Roland Wächter, SRF 2 Kultur
Benjamin Britten
Cello Symphony, Cello Sonata & Cello Suites
(Hyperion 2013).
Jazz
Langer Atem
Keine Angst vor langen Tracks: Der Zürcher Gitarrist Yves Reichmuth beweist, dass 14- oder 18-minütige Stücke nicht ziellos ausufern müssen. Ihnen liegen Kompositionen zugrunde mit klaren Strukturen und Motiven, die den Flow des Quartetts mit Lucien Dubuis (Bassklarinette), Silvan Jeger (Bass) und Lionel Friedli (Drums) schärfen und kanalisieren. Das verleiht auch den subtilen Klangzonen Konturen und lässt genügend Raum für improvisatorische Entgrenzungen. Pirmin Bossart
Yves Reichmuth Quartet
Fingertongue
(Veto Records 2013).
Jazz
Lieblingslieder
Als Schlagzeuger ist John Hollenbeck ein sehr gefragter Sideman. Als Komponist und Arrangeur von Big-Band-Partituren kennt man ihn aber noch nicht so gut. Dabei hat der 44-jährige US-Amerikaner mit seinem Sound
eine eigene Handschrift entwickelt. Eine Rarität in diesem Business. Wenn er darin seine Lieblingslieder für ein so illuster besetztes Orchester wie die Frankfurt Radio Big Band einpackt, ist der Hörgenuss perfekt.
Peter Bürli, SRF 2 Kultur
John Hollenbeck
Songs I Like A Lot
(Sunnyside 2013).
Sounds
Direkt ins Herz
Diese fünf jungen Basler wissen, wie man übers Ohr direkt ins Herz gelangt.
Das haben sie bereits mit ihrem Debütalbum vor drei Jahren bewiesen.
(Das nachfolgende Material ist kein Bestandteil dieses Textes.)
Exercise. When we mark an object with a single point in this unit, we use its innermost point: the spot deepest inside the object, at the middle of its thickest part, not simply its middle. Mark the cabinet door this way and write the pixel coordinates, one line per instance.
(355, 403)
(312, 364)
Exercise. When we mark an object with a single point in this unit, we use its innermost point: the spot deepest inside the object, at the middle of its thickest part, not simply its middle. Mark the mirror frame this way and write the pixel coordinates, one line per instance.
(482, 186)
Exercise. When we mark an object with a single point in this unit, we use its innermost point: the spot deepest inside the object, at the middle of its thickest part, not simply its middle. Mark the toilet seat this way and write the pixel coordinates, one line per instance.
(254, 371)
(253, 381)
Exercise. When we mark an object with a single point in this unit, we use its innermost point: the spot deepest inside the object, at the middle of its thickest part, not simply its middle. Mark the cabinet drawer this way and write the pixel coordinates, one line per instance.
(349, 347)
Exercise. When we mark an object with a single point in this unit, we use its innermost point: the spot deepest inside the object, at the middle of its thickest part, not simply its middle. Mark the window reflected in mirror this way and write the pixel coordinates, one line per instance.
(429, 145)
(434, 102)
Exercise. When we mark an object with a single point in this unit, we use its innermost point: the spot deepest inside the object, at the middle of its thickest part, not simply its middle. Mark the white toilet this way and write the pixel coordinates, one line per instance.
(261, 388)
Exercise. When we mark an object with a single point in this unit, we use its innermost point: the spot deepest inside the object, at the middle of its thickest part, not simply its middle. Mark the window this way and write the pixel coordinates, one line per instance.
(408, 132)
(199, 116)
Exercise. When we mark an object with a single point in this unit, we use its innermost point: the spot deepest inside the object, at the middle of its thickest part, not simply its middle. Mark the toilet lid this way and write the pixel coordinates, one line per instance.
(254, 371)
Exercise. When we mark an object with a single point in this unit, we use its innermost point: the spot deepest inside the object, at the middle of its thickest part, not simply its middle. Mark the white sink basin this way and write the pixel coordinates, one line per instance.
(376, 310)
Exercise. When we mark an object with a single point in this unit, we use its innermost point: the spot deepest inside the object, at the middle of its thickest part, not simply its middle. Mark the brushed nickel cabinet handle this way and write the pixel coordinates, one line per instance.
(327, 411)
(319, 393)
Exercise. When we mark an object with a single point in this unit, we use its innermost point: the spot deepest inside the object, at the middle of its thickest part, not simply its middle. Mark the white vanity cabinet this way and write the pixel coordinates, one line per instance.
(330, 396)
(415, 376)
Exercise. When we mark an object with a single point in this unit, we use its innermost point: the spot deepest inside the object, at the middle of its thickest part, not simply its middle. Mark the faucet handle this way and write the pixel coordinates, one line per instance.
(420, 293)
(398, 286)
Mit der Nachfolger-CD tun sie es erneut, obwohl «Sorry» anders daherkommt. Jugendliche Leichtigkeit wurde mit schwerer Melancholie ausgetauscht. Geblieben sind die grossen Melodien und eine fette Portion Emotionen, die den Indie-Pop-Sound der Basler prägen.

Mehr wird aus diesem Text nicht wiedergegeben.